I know you can’t say what the finale will bring but do you think House deserves to find redemption?
The only one who can really speak for the character of House is David Shore so this is absolutely my opinion. We always write our best approximation, then Shore is the one who does a final pass on the script and is really the gatekeeper of the character. In terms of the rules of the show and the integrity of those rules, it doesn’t matter if you’re a good person or a bad person and nobody ever gets the ending they deserve. Then that would imply there’s a purpose behind everything and a guiding force and something larger and there’s a fairness to it all. House is a pragmatist and realizes it doesn’t matter. The fact that he has gotten away with what he has...If there was true karma and true fairness in life and the world then House would have had his comeuppance a hundred times over. It hasn’t and he knows that because he knows that other than physical laws, laws of science [and] natural law, there are no other hard truths. So do I feel there is a fitting ending for House? No, because he lives by a truth of whatever happens happens. It’s not whether it’s fair or just or right or deserving. It just happens.

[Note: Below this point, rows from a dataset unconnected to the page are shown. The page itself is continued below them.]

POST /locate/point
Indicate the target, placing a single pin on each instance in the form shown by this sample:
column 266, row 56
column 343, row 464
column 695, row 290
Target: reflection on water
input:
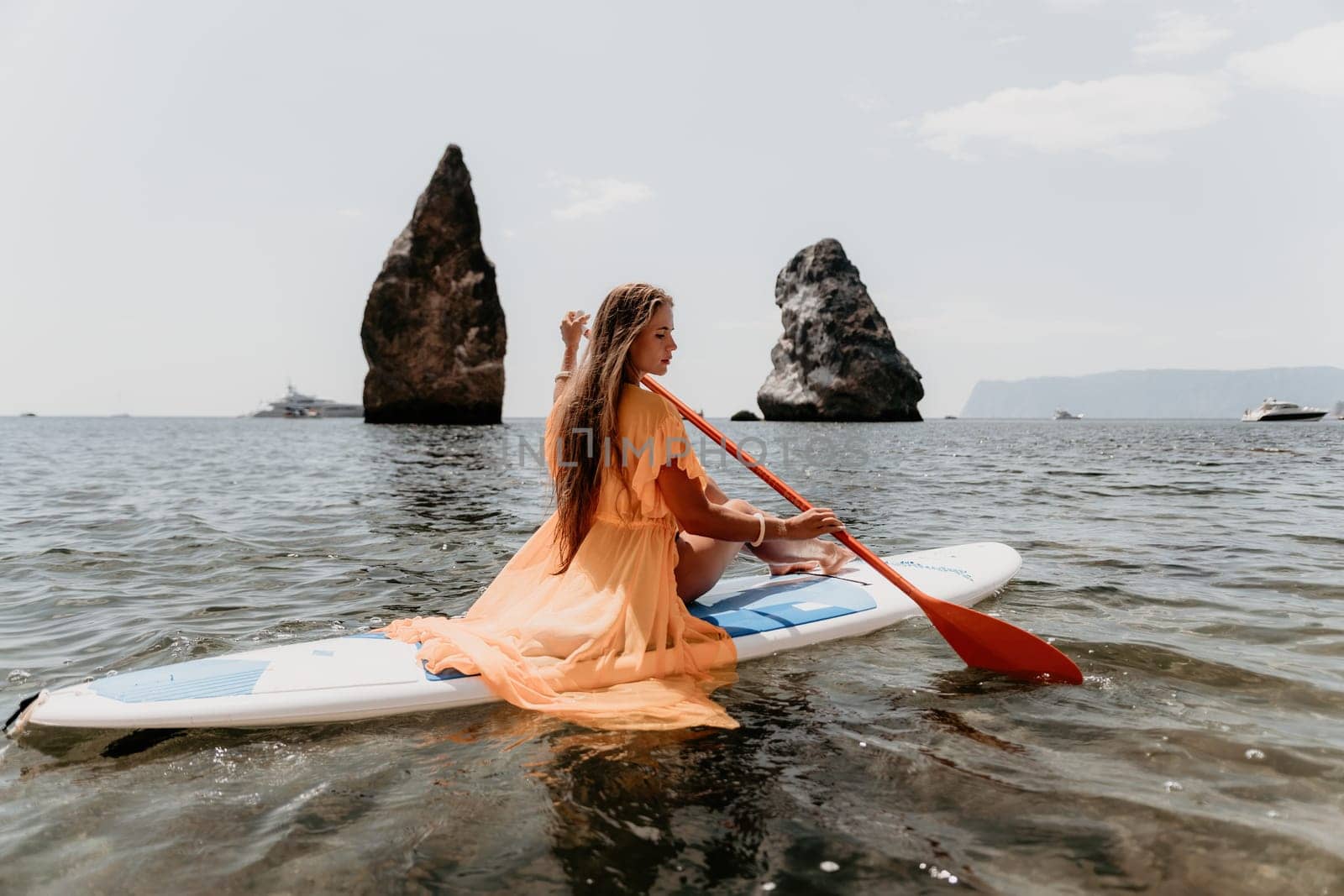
column 1191, row 569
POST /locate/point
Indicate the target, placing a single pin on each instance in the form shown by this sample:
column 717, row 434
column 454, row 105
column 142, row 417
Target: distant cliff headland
column 1156, row 394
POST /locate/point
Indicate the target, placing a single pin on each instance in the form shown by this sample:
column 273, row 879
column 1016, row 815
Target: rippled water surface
column 1193, row 570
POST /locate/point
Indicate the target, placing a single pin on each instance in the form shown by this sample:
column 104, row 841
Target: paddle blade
column 988, row 642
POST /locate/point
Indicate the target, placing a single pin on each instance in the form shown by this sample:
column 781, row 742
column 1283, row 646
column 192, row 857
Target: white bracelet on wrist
column 759, row 537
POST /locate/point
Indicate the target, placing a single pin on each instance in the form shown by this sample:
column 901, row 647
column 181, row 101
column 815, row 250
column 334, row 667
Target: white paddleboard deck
column 366, row 676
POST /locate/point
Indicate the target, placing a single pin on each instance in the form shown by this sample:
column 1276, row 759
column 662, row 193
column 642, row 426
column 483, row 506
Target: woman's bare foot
column 839, row 558
column 786, row 569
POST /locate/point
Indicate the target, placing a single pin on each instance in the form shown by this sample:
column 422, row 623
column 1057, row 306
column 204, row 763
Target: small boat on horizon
column 296, row 405
column 1276, row 411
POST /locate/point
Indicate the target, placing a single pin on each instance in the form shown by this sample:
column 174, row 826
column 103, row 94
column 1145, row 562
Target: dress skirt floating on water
column 369, row 674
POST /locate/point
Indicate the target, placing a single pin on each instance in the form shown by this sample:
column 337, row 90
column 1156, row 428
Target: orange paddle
column 981, row 640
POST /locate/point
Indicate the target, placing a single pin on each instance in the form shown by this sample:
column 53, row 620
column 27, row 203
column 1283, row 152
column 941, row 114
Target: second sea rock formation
column 433, row 327
column 837, row 359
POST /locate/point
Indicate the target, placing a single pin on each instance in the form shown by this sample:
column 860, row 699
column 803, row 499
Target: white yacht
column 299, row 405
column 1273, row 410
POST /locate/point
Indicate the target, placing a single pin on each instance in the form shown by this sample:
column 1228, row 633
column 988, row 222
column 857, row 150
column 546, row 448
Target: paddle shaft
column 786, row 490
column 979, row 638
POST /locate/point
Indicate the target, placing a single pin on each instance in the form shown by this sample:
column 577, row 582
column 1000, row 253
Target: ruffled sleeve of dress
column 655, row 441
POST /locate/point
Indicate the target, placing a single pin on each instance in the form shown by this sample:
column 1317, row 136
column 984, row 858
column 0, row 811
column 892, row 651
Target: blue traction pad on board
column 792, row 602
column 183, row 681
column 779, row 605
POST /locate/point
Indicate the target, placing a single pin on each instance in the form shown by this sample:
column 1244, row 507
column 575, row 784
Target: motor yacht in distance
column 297, row 405
column 1273, row 410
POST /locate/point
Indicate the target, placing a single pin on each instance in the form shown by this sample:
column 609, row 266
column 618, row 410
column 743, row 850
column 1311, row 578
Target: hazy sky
column 197, row 196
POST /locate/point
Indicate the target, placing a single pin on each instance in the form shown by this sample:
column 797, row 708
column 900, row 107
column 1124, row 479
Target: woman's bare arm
column 573, row 328
column 698, row 515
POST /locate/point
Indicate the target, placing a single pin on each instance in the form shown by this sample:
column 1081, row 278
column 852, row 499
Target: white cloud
column 1310, row 60
column 1112, row 116
column 596, row 196
column 1179, row 34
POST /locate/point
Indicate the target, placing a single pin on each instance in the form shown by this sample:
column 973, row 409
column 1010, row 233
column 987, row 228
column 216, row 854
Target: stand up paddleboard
column 365, row 676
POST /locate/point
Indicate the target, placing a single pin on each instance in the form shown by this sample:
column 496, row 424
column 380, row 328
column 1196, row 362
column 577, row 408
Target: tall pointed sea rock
column 837, row 359
column 433, row 328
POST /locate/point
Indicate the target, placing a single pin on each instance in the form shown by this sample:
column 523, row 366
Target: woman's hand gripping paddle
column 981, row 640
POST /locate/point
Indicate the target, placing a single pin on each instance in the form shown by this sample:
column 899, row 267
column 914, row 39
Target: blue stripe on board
column 183, row 681
column 448, row 674
column 753, row 610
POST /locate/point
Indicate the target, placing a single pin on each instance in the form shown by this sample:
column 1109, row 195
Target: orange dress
column 608, row 642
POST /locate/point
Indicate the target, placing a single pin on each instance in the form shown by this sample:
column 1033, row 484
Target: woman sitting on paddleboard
column 589, row 620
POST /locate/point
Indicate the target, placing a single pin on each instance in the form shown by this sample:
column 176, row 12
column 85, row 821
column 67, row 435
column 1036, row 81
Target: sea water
column 1193, row 570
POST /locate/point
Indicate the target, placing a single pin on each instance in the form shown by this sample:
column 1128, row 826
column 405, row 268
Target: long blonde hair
column 588, row 419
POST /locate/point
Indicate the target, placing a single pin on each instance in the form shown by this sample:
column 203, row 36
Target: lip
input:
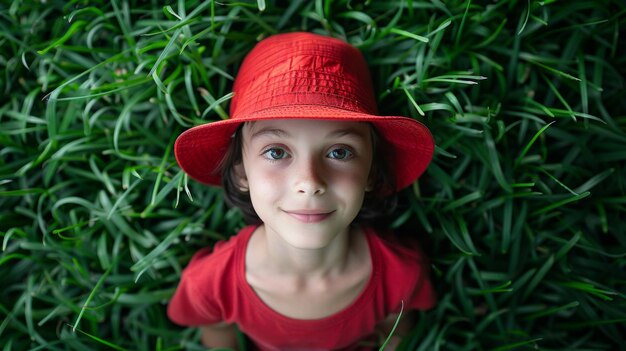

After the show finished shooting, Lingenfelter did not return to the House
set to see it taken down, preferring to remember it as it was and move on. This is not to say she is unsentimental about her time there. She will be watching the finale at David Shore’s house with a group of her former colleagues and has kept an item from the set: a small figure of a monkey seen on House’s desk each week.
Lingenfelter is now looking forward to her next project, writing for the new drama Infamous
, which will air later this year on NBC.